I Wanna Dance With Somebody — Whitney Houston
In the video for “I Wanna Dance with Somebody,” Whitney Houston looks pretty and young — which she was, of course — but she also looks like an ’80s girl, with her hair in crimp-like curls, her makeup colorful and playful, and sporting the required huge plastic earrings. “I Wanna Dance with Somebody” matches Houston’s vivacious look, even if the lyrics are a little wistful. Houston wants romance and excitement, both the “dance of courtship” and to actually show off on a dance floor with a good-looking guy. If she’s a little lonely right now, she’s smart enough (and young enough) to know that won’t last: there are plenty of men as interested in the young Houston as she is in them, and the dance floor is where they’ll find each other.

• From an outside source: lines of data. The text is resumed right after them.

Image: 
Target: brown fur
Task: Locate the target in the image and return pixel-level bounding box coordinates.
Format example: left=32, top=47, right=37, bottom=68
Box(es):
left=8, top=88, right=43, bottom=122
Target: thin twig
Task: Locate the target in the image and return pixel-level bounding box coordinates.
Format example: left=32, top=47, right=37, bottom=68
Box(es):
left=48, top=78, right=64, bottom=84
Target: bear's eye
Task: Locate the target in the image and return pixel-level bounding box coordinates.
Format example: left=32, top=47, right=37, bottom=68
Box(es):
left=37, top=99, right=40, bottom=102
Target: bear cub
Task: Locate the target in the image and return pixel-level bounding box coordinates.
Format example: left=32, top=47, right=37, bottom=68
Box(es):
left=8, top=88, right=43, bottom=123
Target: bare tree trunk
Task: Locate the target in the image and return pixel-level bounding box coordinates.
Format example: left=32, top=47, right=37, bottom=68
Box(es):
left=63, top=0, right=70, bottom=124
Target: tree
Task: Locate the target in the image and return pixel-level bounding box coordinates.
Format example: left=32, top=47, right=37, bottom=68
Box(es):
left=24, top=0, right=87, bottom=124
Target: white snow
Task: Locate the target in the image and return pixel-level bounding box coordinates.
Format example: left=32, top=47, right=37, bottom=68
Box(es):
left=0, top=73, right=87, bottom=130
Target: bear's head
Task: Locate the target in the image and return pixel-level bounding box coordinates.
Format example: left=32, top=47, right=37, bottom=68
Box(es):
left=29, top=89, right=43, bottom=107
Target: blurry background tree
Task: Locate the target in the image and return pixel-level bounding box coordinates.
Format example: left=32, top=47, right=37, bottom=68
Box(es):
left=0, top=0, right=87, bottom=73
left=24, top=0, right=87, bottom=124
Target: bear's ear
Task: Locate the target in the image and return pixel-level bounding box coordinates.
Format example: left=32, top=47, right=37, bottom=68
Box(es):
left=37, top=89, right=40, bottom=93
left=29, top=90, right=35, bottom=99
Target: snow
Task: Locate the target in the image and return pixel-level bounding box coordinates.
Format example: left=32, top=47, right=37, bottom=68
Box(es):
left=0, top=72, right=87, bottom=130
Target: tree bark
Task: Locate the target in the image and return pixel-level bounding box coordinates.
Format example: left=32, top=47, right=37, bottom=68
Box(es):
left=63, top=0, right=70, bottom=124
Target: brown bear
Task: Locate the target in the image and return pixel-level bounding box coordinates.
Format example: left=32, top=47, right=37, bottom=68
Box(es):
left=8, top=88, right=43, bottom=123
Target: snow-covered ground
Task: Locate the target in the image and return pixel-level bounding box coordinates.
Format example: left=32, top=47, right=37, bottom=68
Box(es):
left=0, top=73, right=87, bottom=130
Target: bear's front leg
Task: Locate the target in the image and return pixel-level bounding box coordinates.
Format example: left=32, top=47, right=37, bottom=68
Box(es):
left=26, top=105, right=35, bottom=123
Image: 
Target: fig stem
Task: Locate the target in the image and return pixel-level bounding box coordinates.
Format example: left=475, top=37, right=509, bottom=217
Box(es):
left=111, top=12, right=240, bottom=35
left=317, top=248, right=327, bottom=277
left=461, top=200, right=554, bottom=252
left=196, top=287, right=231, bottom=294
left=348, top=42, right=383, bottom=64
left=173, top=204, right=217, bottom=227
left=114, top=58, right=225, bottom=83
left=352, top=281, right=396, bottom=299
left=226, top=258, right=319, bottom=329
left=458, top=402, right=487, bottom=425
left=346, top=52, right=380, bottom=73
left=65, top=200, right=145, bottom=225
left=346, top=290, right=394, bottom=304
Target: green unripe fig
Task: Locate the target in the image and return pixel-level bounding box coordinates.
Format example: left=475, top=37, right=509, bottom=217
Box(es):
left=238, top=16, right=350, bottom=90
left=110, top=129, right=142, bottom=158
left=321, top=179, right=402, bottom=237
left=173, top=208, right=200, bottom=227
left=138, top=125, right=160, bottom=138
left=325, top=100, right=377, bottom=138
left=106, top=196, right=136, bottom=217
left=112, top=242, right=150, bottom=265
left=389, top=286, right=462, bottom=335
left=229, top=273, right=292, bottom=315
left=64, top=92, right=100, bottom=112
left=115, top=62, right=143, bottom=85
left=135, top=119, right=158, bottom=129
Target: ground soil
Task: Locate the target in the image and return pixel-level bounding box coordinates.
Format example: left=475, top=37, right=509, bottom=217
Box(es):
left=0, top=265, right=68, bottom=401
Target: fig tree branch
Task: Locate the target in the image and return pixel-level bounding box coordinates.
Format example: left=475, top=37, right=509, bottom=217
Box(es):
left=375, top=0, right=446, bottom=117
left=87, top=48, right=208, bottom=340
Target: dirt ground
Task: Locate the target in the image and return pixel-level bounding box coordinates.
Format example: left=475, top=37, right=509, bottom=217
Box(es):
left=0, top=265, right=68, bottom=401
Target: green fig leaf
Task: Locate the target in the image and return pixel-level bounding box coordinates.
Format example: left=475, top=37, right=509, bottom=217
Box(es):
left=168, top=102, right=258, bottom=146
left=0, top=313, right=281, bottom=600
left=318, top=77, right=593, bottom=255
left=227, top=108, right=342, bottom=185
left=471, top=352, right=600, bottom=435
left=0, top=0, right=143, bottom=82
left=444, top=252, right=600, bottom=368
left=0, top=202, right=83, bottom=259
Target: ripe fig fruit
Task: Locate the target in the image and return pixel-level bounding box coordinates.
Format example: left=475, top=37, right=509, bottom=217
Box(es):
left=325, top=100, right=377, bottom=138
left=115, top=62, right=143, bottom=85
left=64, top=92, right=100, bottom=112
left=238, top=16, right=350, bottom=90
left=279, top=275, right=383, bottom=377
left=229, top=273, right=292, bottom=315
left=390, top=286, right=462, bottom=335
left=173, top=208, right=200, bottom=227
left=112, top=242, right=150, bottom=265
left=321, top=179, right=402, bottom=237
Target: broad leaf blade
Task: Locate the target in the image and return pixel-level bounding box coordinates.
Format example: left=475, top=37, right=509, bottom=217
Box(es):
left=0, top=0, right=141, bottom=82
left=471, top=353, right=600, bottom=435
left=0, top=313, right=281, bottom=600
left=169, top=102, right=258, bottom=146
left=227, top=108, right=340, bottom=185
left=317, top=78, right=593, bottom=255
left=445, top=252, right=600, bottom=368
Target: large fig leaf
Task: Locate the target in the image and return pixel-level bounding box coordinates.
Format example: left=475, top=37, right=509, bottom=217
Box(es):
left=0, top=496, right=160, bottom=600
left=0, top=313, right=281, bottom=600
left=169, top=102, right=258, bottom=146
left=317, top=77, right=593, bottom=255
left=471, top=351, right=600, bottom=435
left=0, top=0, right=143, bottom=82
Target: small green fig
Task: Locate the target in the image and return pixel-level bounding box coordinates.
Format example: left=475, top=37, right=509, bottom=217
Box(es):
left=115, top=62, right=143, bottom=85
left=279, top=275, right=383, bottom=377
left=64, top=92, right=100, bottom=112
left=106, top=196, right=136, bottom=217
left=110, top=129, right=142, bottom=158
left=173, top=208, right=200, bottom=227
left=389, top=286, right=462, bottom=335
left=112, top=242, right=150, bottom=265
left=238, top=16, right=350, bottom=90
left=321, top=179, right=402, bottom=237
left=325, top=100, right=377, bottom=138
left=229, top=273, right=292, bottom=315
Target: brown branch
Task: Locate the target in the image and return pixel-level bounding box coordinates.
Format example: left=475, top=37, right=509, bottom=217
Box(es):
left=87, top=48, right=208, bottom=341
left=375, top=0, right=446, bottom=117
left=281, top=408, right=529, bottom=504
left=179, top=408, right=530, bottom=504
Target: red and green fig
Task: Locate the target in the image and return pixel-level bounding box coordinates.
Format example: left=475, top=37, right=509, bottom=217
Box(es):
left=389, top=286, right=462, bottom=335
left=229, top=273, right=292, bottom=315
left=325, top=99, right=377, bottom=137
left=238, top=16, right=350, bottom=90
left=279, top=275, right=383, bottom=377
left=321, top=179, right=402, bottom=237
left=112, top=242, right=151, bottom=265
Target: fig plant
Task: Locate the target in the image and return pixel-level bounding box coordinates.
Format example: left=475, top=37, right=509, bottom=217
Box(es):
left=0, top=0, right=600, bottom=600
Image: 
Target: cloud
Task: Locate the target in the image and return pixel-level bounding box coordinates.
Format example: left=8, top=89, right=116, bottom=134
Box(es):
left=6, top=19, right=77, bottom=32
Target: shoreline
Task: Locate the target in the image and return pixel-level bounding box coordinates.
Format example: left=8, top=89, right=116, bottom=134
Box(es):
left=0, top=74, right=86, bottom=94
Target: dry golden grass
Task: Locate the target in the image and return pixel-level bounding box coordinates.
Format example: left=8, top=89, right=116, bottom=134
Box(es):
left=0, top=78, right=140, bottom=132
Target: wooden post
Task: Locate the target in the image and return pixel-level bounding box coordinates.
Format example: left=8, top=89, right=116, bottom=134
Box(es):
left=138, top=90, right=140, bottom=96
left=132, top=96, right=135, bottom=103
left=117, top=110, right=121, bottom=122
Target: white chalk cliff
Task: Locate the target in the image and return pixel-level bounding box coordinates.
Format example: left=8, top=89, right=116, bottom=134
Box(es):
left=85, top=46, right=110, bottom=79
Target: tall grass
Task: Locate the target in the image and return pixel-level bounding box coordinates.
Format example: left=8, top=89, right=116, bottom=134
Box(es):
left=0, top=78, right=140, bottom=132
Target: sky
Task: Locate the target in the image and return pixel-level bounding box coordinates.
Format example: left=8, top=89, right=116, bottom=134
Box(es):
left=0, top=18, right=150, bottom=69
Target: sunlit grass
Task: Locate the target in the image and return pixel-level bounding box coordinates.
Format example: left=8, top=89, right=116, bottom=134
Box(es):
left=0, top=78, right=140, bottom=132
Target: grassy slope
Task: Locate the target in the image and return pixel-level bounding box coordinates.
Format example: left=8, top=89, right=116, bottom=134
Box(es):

It’s easy to remember Houston through the glamorous persona of her later career. But before she was a movie star, before she was quite the Whitney Houston most people remember, she was a fresh and exciting performer with a crystalline voice and the youthful energy to sell it all the way to the cheap seats. “I Wanna Dance with Somebody” captures the star’s youth and its era like nothing else.
I’m So Excited — The Pointer Sisters
America loves three or four women singing in harmony, a popular music including wartime warblers like the Andrews Sisters, as well as the explosion of ’60s girl groups. The Pointer Sisters, a group of two to four (depending on the year) actual sisters from California, brought that tradition into the ’80s. “I’m So Excited” is clearly a disco track, but it’s not just a disco track. Disco energy overlays the classic girl-group simplicity of “these women sing well together,” all while the catchy lyrics and jump-out-of-your-seat danceability of the music mean that by the end of the song, everyone is as excited as the sisters themselves.
A sexy-but-classy video of the singers getting ready, applying makeup, and taking bubble baths before heading out to the club to perform only added to the tune’s vim and appeal. The song has lasted long enough to get new generations excited, both for listeners and performers. The daughter and granddaughter of original Pointer Sister Ruth now perform with the group.
I’m Coming Out — Diana Ross
It sounds like a fever dream, but it inspired “I’m Coming Out,” one of the most enduring gay anthems in all of popular music: a crowd of transwomen and/or drag queens all dressed as Diana Ross. Songwriter Nile Rodgers witnessed this Rossening, this Rossmageddon, and the sight, combined with the not-yet-common phrase “coming out,” inspired him. Ross herself was coming out of a bad chapter in her life, with a divorce and a couple of bum projects behind her, and the energy of the song matched what she wanted: to revive her career and her own energy.
If Ross didn’t initially know that “coming out” meant something else, she certainly came to embrace that meaning as well, embracing and encouraging her gay fans with, among other messages of love, endless performances of the anthem. Ross rode the song, which updated her sound for the coming decade while still letting her sound like Diana Ross, back into the spotlight that was always her natural habitat. Few things are more freeing than coming out — of the closet, of a bad relationship, of a career slump — and plenty of straight people have joined their gay friends in letting Ross’s hymn to personal liberation set them free.